China Uranium Development Co., a unit of Guangdong Nuclear, agreed to pay more than HK$984 million ($126 million) for control of drug supplier Vital Group Holdings Ltd. (1164), according to a Hong Kong stock exchange filing yesterday.
The acquisition gives Guangdong Nuclear access to investors in a financial center that it supplies with electricity from atomic plants 50 kilometers (31 miles) away. Uranium prices and stocks have plunged since the March 11 disaster in Japan prompted countries worldwide to review or halt nuclear power programs pending safety checks.
“Buying a company like this gives them a quick way to get a backdoor listing and access to funds to buy uranium resources,” said Gordon Kwan, head of regional energy research at Mirae Asset Securities in Hong Kong. “Despite the Japan crisis, China will expand its nuclear power program after initial safety checks and this is a good time to get bargains securing uranium resources.”
The stock exchange filing didn’t detail China Uranium’s plans for Vital.
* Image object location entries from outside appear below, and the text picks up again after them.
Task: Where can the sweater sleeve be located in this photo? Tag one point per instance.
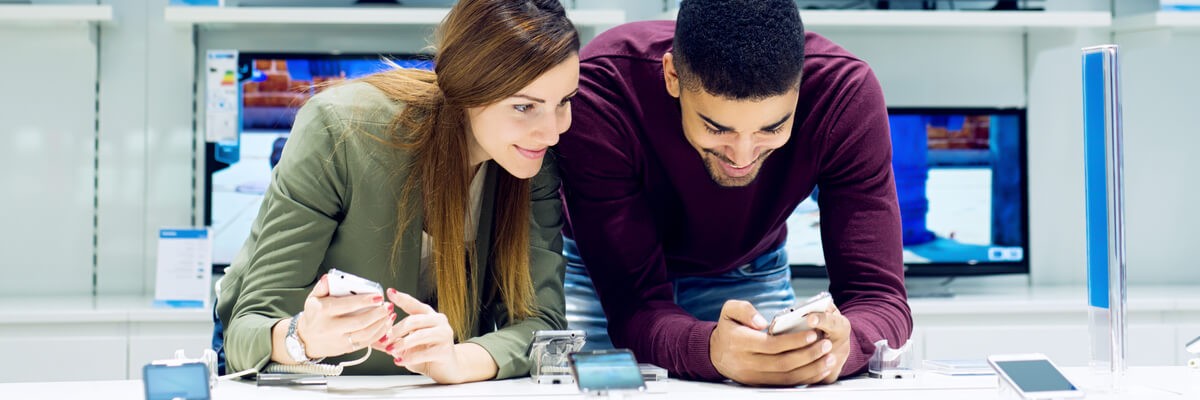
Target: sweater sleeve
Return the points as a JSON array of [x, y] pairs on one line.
[[288, 239], [861, 225]]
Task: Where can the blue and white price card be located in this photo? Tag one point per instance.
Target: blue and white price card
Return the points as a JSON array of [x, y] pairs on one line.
[[185, 268]]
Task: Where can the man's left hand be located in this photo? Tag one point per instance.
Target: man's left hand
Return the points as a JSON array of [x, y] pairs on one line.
[[834, 327]]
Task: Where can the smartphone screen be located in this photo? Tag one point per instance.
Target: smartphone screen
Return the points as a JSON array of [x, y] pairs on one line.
[[186, 381], [606, 371], [1036, 375]]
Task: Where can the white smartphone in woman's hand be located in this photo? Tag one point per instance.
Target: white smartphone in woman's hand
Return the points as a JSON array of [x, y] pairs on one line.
[[793, 318], [346, 284]]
Guangdong Nuclear spokesman Liu Kaixin didn’t answer three calls during office hours. Three calls to Vital executive director James Liu during office hours weren’t answered.
The transaction may be treated by Hong Kong regulators as a takeover if Guangdong Nuclear doesn’t try to inject large amounts of assets into Vital, according to Katherine U, a partner at legal firm Minter Ellison in Hong Kong.
“The stock exchange does have strict regulations about circumventing the listing rules. If the company changes the focus of the business, but doesn’t try to roll in assets from the existing business, it’s not a backdoor listing,” she said. “These kind of takeover deals are quite common in Hong Kong.”
Reverse takeovers are treated as initial listings, the Hong Kong Stock Exchange says on its website. The transaction needs approval by the Securities and Futures Commission, Vital said in its statement yesterday.
Three years ago, CNNC Nuclear International Uranium Corp., a unit of the nation’s biggest atomic power plant operator, China National Nuclear Corp., purchased a stake in Hong Kong- listed aluminum and zinc die-casting company United Metals Holdings Ltd. and changed its name.
The renamed CNNC International Ltd. in 2009 bought Canada- listed Western Prospector Group, which explores for uranium in Mongolia. It acquired uranium assets in Niger from its parent last year, the China Daily reported.
China has the world’s biggest nuclear program, with 26 reactors under construction and 28 planned, according to the World Nuclear Association. The government suspended approval of new projects on March 16 pending safety checks of existing plants as Japan tried to prevent a meltdown at Fukushima Dai- Ichi, the worst nuclear disaster since Chernobyl.
Germany said on March 15 it will close seven nuclear reactors for safety review. India said on March 14 it will examine its 20 atomic plants.
Guangdong Nuclear owns the Daya Bay and Ling Ao nuclear power stations in southern China, according to its website. Daya Bay, which supplies about a quarter of Hong Kong’s electricity, discovered a radiation leak in October which it said was in a contained area.
36 Percent Discount
China Uranium will buy 1.67 billion Vital shares for 23 cents each, a 36 percent discount to the last traded price. It will pay HK$600 million for the bonds, which are convertible at the same price per share. Vital shares surged 33 percent in two days before they were suspended on March 4.
Initial details of the transaction were published on the Hong Kong Stock Exchange website on March 22. Vital suspended trading on March 4 pending a possible restructuring. It said on Jan. 25 that a supplier had lost the Chinese import license for one of its main drug products.
Vital has 779 employees in mainland China, Hong Kong and Macau, according to its 2010 earnings statement released yesterday. Its shares traded at 36 Hong Kong cents on March 3. They will remain suspended until a further announcement on the Guangdong Nuclear deal, according to yesterday’s statement.